Second, the legislation would make it unlawful for covered platforms to restrict business users from “accessing data generated on the covered platform by the activities of the business user, or through an interaction of a covered platform user with the business user’s products or services.” At first glance, this proposal might seem reasonable. As the Center’s recent report on data portability explains, allowing users (including business users) the ability to access their data can have a pro-competitive effect. Indeed, if this provision only limited online platforms from imposing contractual or technical restrictions on data generated exclusively by business users that the platform provided access to, there would be little to critique.

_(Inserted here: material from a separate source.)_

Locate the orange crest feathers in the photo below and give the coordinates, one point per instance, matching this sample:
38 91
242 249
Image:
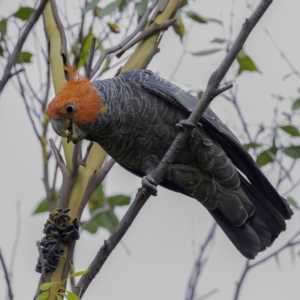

But this provision would go much further, making it unlawful for covered platforms to restrict business users from taking data about their customers to other systems. This distinction is important because online platforms often require communication between their business users and their customers to occur on their platforms to prevent fraud, abuse, harassment, and other problematic activity. Similarly, online platforms, including app stores and online marketplaces, often impose contractual restrictions on how long business users can retain personally identifiable information about consumers and limit their use of that data to operational purposes, such as fulfilling and shipping orders. Therefore, if this legislation makes it unlawful for covered platforms to impose limits on how business users can access data from their customers, there will be negative unintended consequences for consumer privacy.

The premise of the legislation seems to be that large online platforms act as unreasonable gatekeepers to key data that businesses need to compete. But there are many more sources of data than just online platforms. Businesses can also use data they collect on their own or from other sources—including from social media, customer service agents, customer feedback surveys, trade shows, and more—to improve their existing products and design new ones. And much of the information, such as popular products, is readily available simply by browsing online platforms (a “trunk organizer” is among the top 20 best-selling items on Amazon in its “automotive” category).

The two data provisions in the American Innovation and Choice Online Act would have negative implications for consumers by reducing available data for consumer-friendly competition in one case and removing safeguards that protect the privacy of consumer data in the other. Given the significant implications for large online platforms and the many consumers and businesses that use them, lawmakers should go back to the drawing board on this legislation.